Chris Stoltz (Vancouver) reports:
Hey Ben –
I’m sitting in the Von Ray workshop (he has his dad’s eyes) as he demos TPRS in German. Since it’s my first language I am just watching audience and note a few things:
A) SLOW rules. A word a second. It feels like he’s CRAWLING and when he asks a question whose answer is in TL but more than ja/nein even that is too fast for these early days processors.
B) compound statements should be generally avoided early days (eg “she is happy cos she has an elephant”)– you can feel how hard it is for ppl to put these 7 diff words together. I would do this in 2 parts first and circle it before making it compound.
C) He is AWESOME at Point and Pause which is also crucial even for these egg-head four-percenter teachers.
D) he’s doing a story to demo TPRS. This is MASSIVELY HARD– the # of words you wouldn’t think you need to actually teach, but do,– like the, or, and, with, etc– are not as obvious and easily picked up as you would think. I would generally concur with your advice to do slow PQA in varying forms for the first 20 hrs or so until the kids have like 100 words absolutely hardwired in.
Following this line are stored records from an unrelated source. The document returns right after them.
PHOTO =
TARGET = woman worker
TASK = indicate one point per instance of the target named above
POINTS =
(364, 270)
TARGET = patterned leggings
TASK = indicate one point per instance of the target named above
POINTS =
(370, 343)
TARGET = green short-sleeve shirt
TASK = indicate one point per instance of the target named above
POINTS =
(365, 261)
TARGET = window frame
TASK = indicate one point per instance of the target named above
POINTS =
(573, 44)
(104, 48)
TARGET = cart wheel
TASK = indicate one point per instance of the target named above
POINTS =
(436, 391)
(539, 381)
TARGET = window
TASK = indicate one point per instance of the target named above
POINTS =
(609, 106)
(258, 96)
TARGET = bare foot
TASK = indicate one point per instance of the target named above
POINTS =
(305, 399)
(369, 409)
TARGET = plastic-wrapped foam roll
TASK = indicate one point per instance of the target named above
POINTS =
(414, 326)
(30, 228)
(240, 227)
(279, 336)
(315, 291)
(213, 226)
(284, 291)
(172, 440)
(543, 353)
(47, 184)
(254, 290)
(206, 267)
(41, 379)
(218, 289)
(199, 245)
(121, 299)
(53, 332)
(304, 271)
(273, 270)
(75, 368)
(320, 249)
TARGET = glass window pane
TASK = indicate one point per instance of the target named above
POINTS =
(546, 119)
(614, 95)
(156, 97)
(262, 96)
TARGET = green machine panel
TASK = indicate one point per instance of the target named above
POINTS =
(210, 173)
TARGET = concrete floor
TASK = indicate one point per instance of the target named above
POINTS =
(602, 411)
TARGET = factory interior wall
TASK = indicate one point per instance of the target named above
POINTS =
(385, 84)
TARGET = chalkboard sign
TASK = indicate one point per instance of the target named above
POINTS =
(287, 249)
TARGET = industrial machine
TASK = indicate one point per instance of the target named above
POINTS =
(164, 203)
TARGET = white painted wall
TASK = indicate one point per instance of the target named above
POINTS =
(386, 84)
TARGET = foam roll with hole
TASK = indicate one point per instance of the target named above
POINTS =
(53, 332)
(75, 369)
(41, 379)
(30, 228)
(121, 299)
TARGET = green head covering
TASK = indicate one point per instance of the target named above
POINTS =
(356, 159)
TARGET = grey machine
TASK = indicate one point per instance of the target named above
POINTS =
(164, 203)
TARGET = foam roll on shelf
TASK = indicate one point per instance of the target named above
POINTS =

There is a kind of invisible “feel” for how the words sound that even these eager beavers don’t have and will just need TIME to develop.
E) He hasn’t done any TPR (no time) but he uses props (fake money and toy elephants). Very useful. He said that he would do a bunch of pre-story TPR and pqa before getting into a story.
F) Adrian Ramírez did a Portuguese PQ demo followed by the Japanese-speaking teacher doing a Japanese demo of basic PQA. The Portuguese was easy…the Japanese, holy cow it was HARD! Despite her doing a great job, the sheer weirdness– subject object verb; other odd rules– meant that for even us keeners, she had to go slow as mud flowing uphill to keep us focused. Von talked about how the first 20 hours in TL are mostly for developing basic skills like being able to “feel” the language sounds and just, well, being able to distinguish one word from another. After the Japanese demo, I could not agree more. Slow RULES.
G) also neat to watch beginner TPRSers practice circling. Skipping parts of it, introducing question words too soon, introducing new details too soon, or not repeating your basic structure often enough, will really screw your students up.
Anyway. Hope your startup has gone well.